Breast cancer therapeutics industry is estimated to be worth about 34 billion and projected to double in less than 10 years. These placebo controlled trials are expensive but that’s not an excuse. There is plenty of money to do a study like that. But they don’t want to because this is their cash cow. I think you’d agree with me that this industry has incentive to diagnose and treat more breast cancer patients.

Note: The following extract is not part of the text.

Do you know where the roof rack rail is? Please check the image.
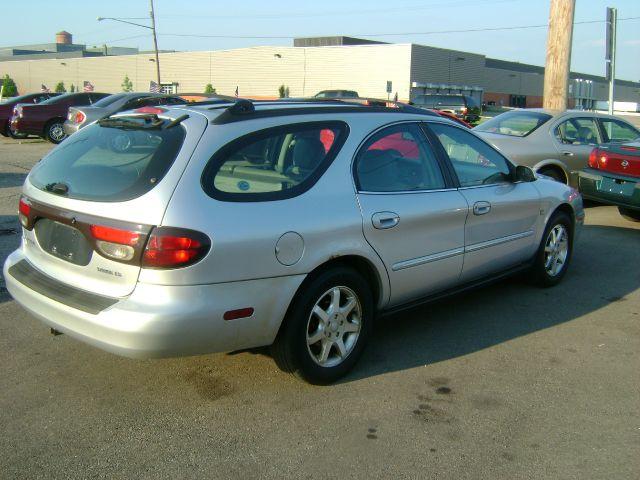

“So how would we genuinely prove effectiveness of my treatment? Well, in a world where anyone and everyone can have it if they desire, we find volunteers or enslave/imprison people and assign some of them to the control group and others to the treatment group. Wait until 100% of one group is dead and then tell the world our results. I would argue this is proof but is evil to do to humans.”

Based on your own words, you are admitting there isn’t any real scientific proof these mammograms are effective.

I agree with what you are saying for the most part. I guess where we diverge is your claim that it is evil or unethical to have a control group. It was considered “evil and/or unethical” to leave schizophrenics untreated in the past. So they did lobotomies on them instead. Doing that today would be considered evil. See how that becomes problematic? What is considered evil or unethical can change and we can’t be so confident that we are immune to making similar errors.

The medical field consistently starts with a presumption that treatment is necessary before finding any real evidence through experiments. Imagine 100 years from now, we are on a bitcoin standard and we’ve flushed out all the fiat funding and government influence from the medical field. Can you imagine a scenario where the medical field, in a free market, finds a different way to diagnose breast cancer without radiation. This new diagnostic tool becomes the standard and they find that the rate of breast cancer diagnoses has actually gone down because of this less harmful diagnostic measure? In this scenario the world may look back at our time period as insane for using radiation, the same way we look back at doctors doing lobotomies on schizophrenics.

Just some food for thought. Thanks for indulging me in this conversation it was very interesting and civil 🫡

Well played

I feel like deeznuts should be the team captain of check your #ballstr

check your #bitties would be of higher yield. Roughly 1 in 250 men will be diagnosed with testicular cancer in their lifetime compared to roughly 1 in 12 women for breast cancer.